ITW JC Prat (Part 1) : « Quand tu es fan de Besiktas ton sang est noir et blanc »

Championnat turc, Euroleague… Jean-Christophe Prat, assistant d’Erman Kunter, fait le point avec nous sur la saison du Besiktas.

Cet été, Erman Kunter quittait le championnat français, direction la Turquie et le Besiktas. Et l’ancien technicien de Cholet n’est pas pari seul puisqu’il a emmené avec lui Jean-Christophe Prat, ancien assistant de Philippe Hervé à Orléans. Dans une interview qu’il nous accorde, Prat revient sur le niveau du championnat turc, l’ambiance, son expérience en Euroleague et les divergences entre le basket turc et le basket français.
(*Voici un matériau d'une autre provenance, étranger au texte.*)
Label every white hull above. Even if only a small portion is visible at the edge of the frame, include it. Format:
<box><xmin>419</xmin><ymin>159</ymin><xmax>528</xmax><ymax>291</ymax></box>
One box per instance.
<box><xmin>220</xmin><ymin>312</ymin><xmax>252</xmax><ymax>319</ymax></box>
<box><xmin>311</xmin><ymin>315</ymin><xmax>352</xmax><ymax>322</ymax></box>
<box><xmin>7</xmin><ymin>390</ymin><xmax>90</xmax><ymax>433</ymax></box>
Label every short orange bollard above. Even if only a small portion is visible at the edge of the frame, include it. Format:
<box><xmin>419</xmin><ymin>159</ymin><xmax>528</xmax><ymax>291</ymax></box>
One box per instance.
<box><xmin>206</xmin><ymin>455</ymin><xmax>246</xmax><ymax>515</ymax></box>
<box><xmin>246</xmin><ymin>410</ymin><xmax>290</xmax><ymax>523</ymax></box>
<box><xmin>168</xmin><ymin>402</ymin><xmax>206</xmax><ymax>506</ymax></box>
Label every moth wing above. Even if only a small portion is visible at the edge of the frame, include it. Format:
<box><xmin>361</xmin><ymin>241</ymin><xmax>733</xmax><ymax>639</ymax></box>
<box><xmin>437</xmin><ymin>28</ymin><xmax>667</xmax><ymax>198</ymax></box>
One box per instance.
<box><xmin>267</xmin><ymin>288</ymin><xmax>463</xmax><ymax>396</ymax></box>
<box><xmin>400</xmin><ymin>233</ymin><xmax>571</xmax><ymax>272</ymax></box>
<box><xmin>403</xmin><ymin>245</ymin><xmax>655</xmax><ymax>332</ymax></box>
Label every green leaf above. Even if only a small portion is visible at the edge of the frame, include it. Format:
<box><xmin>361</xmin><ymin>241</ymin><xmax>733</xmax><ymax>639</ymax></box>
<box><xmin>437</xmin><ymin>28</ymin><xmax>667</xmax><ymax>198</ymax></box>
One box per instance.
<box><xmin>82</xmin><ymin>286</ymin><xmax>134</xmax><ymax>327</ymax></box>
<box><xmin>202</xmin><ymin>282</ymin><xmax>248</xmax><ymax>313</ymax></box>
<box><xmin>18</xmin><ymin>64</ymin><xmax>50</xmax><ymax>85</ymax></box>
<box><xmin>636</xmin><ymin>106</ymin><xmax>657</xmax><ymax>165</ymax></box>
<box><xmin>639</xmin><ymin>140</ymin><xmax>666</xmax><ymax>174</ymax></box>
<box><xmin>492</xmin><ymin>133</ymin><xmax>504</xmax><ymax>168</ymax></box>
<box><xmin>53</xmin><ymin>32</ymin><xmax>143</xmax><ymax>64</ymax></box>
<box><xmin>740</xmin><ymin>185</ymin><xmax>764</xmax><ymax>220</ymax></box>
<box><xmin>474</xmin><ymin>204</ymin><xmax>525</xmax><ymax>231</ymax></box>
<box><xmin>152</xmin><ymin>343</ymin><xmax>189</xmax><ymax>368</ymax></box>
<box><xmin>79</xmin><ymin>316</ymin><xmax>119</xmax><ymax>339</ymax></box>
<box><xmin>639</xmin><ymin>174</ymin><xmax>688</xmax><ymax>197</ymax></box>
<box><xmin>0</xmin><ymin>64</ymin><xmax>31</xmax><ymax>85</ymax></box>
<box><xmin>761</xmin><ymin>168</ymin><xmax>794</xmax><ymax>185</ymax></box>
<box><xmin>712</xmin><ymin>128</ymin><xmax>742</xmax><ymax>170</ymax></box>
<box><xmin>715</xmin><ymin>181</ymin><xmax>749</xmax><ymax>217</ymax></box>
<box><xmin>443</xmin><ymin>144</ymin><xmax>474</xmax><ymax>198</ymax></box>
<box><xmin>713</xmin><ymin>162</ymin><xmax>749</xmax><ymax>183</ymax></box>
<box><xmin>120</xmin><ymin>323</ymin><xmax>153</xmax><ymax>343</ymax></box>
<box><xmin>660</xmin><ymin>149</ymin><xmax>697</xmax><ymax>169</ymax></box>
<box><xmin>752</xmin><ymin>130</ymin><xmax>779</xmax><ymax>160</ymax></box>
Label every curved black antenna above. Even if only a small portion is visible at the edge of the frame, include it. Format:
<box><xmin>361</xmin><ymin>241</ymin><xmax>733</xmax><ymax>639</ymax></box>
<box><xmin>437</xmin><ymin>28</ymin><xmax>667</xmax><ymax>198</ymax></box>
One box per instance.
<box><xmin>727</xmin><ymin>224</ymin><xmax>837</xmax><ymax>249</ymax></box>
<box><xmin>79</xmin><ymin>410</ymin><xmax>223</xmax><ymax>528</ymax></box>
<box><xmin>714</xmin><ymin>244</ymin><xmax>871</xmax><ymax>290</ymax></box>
Interview en deux parties.

Championnat Turc

Basket Actu : En Turquie les exigences à l’entrainement sont elles les mêmes qu’en Pro A ? Le rythme est-il le même ?

Jean-Christophe Prat : Je ne peux parler que de Besiktas car je ne vois pas les autres équipes s’entrainer. Si on prend pour exemple une semaine où on joue le jeudi en Euroleague et le dimanche en Championnat : lundi après-midi un entrainement de récupération (musculation+ tirs) pour les joueurs qui ont joués plus de 20 minutes et pour les autres un entrainement musculation + opposition (avec les jeunes joueurs). Mardi deux entraînements basket, mercredi un entrainement 1h15 (max 30 minutes d’opposition), jeudi match (shooting le matin). Vendredi même planning que le lundi et samedi même planning que le mercredi.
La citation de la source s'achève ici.